Query Symbolically or Retrieve Semantically? A Dataset and Method for Semi-Structured Question Answering
Mateusz Czyżnikiewicz, Ryszard Tuora, Adam Kozakiewicz, Tomasz Ziętkiewicz, Mateusz Galiński, Michał Godziszewski, Michał Karpowicz, Timothy Hospedales
Abstract
Retrieval-Augmented Generation (RAG) systems for question answering typically retrieve evidence by semantic similarity between the query and document chunks. While effective for unstructured text, this approach is less reliable on semi-structured corpora where answering may require exact filtering, aggregation, or exhaustive retrieval over structured attributes across multiple documents. Symbolic approaches support such operations, but they are often brittle on noisy natural-language corpora. We address this gap with DualGraph, a RAG framework that represents documents through two complementary views: a Textual Knowledge Graph for semantic retrieval and a Symbolic Knowledge Graph for symbolic querying over typed subject--predicate--object triples. Building on these two components, we provide multiple strategies for selecting or combining semantic and symbolic evidence.We also introduce SpecsQA, a benchmark from a commercial shopping website with semi-structured product documents and manually curated questions spanning open-ended and specification-oriented retrieval. Experiments show that DualGraph consistently outperforms state-of-the-art dense-retrieval, GraphRAG, symbolic, and table-oriented baselines across question types.Code and data are available at https://github.com/corneliocristina/DualGraphRAG.
AI Impact Assessments
(1 models)Scientific Impact Assessment: "Query Symbolically or Retrieve Semantically? A Dataset and Method for Semi-Structured Question Answering"
1. Core Contribution
This paper addresses a genuine gap in RAG systems: the inability to handle semi-structured corpora where answering requires both semantic understanding and exact symbolic operations (filtering, aggregation, exhaustive enumeration). The proposed DualGraph framework constructs two complementary graph views from the same document corpus—a Textual Knowledge Graph (TKG) for semantic retrieval and a Symbolic Knowledge Graph (SKG) for formal SPARQL-based querying over typed triples. Multiple orchestration strategies (fallback, routing, concatenation, agentic) combine these views.
Additionally, the paper introduces SpecsQA, a benchmark of 117 manually curated questions over 2,162 Samsung UK product pages, spanning inverse queries, multi-condition filtering, group comparisons, and open-ended reasoning. The dataset includes both natural-language and canonical product-list answers, enabling both soft and deterministic evaluation.
2. Methodological Rigor
Strengths in methodology:
Weaknesses in methodology:
3. Potential Impact
The paper addresses a practical and commercially relevant scenario: QA over product catalogs, enterprise documentation, and customer-support systems where structured specifications coexist with unstructured text.

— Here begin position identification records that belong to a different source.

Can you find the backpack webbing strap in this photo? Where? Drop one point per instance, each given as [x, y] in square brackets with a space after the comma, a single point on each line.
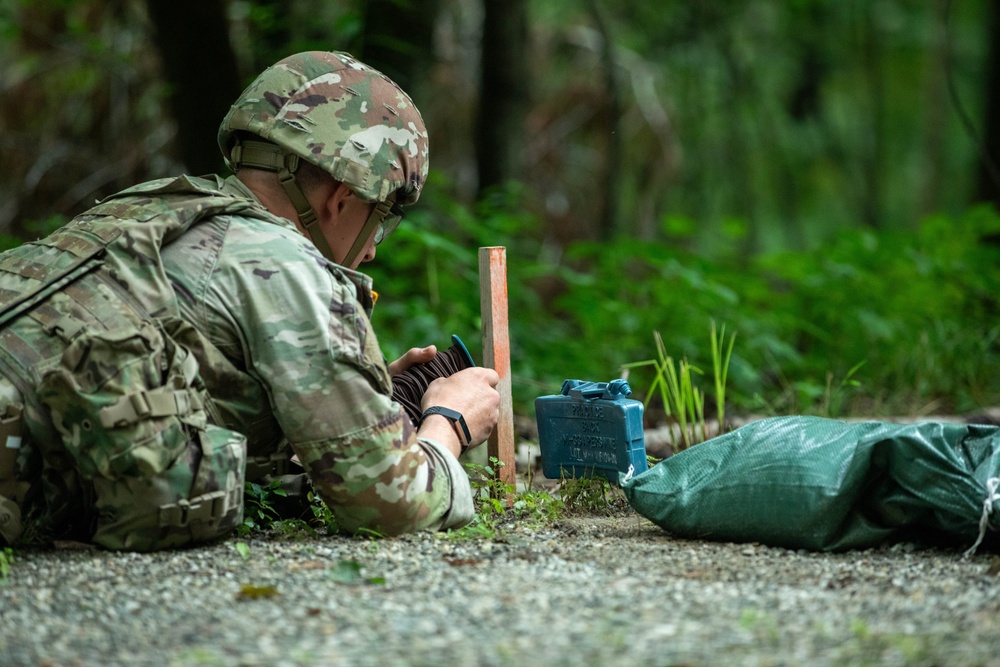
[203, 508]
[134, 407]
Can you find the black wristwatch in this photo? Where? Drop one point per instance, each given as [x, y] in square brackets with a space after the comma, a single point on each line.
[455, 417]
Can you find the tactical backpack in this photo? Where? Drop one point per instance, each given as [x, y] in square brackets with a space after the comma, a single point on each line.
[105, 430]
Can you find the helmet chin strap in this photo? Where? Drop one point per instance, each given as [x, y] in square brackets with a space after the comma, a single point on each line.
[268, 156]
[377, 215]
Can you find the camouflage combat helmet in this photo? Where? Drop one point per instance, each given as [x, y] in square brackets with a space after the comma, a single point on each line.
[337, 113]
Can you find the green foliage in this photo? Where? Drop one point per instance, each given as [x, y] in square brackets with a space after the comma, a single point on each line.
[497, 502]
[874, 321]
[591, 495]
[260, 513]
[6, 560]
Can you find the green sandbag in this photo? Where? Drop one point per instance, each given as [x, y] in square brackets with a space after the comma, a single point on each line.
[827, 485]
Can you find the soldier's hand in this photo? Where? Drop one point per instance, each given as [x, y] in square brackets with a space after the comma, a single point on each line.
[415, 355]
[472, 392]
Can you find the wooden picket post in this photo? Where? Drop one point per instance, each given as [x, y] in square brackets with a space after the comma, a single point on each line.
[496, 354]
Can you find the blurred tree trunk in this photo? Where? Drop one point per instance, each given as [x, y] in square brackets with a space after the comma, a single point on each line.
[989, 174]
[270, 32]
[398, 40]
[873, 144]
[503, 93]
[192, 37]
[607, 223]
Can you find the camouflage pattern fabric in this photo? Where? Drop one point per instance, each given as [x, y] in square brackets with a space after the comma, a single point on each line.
[194, 286]
[111, 407]
[342, 116]
[299, 359]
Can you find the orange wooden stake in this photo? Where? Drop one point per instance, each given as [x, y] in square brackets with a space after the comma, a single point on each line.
[496, 353]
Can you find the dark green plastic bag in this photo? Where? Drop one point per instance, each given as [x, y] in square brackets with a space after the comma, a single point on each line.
[827, 485]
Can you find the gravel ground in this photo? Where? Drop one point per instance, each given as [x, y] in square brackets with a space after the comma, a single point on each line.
[584, 591]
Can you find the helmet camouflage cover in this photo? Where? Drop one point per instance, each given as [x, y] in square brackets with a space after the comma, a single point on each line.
[341, 115]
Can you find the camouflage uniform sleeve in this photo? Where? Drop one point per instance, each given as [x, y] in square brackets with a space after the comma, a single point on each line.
[309, 341]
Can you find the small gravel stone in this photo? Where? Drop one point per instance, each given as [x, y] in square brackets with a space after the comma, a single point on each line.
[585, 591]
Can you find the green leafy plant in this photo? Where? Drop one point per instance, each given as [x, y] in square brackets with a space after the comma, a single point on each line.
[243, 549]
[258, 509]
[721, 355]
[682, 399]
[6, 559]
[590, 495]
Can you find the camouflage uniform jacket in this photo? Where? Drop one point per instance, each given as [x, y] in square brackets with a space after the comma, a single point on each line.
[288, 355]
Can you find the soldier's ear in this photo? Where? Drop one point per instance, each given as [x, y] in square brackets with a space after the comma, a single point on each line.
[337, 197]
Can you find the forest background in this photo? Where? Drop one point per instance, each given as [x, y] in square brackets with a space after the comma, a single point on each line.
[819, 176]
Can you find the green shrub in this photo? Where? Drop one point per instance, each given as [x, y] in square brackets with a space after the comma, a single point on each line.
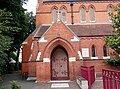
[14, 85]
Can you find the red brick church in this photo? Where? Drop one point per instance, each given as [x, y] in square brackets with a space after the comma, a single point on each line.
[69, 34]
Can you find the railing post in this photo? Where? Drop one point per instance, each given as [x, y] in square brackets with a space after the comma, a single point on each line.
[89, 78]
[103, 74]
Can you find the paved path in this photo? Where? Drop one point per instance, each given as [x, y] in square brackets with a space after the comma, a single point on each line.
[32, 85]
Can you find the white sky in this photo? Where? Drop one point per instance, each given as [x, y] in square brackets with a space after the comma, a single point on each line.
[31, 6]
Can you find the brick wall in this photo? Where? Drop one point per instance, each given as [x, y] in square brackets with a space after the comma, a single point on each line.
[45, 16]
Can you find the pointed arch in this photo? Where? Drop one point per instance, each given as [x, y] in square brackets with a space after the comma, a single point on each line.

This is a common real-world setting where existing RAG systems demonstrably struggle.
The dual-graph architecture is conceptually clean and could inspire similar hybrid approaches in domains like healthcare records (structured lab values + clinical notes), legal documents (structured clauses + free text), or scientific databases. The general principle of maintaining parallel symbolic and semantic representations with fallback mechanisms is broadly applicable.
However, impact may be limited by:
4. Timeliness & Relevance
The paper is highly timely. RAG systems are being widely deployed, and their limitations on semi-structured data are increasingly apparent in industrial applications. The observation that neither pure semantic retrieval nor pure symbolic approaches suffice—and that their combination yields substantial gains—is a valuable empirical finding for the RAG community.
The paper also arrives at a moment when GraphRAG is gaining significant traction (Microsoft GraphRAG, HippoRAG, etc.), and the demonstrated superiority of DualGraph over these systems on specification-heavy queries provides useful guidance for practitioners.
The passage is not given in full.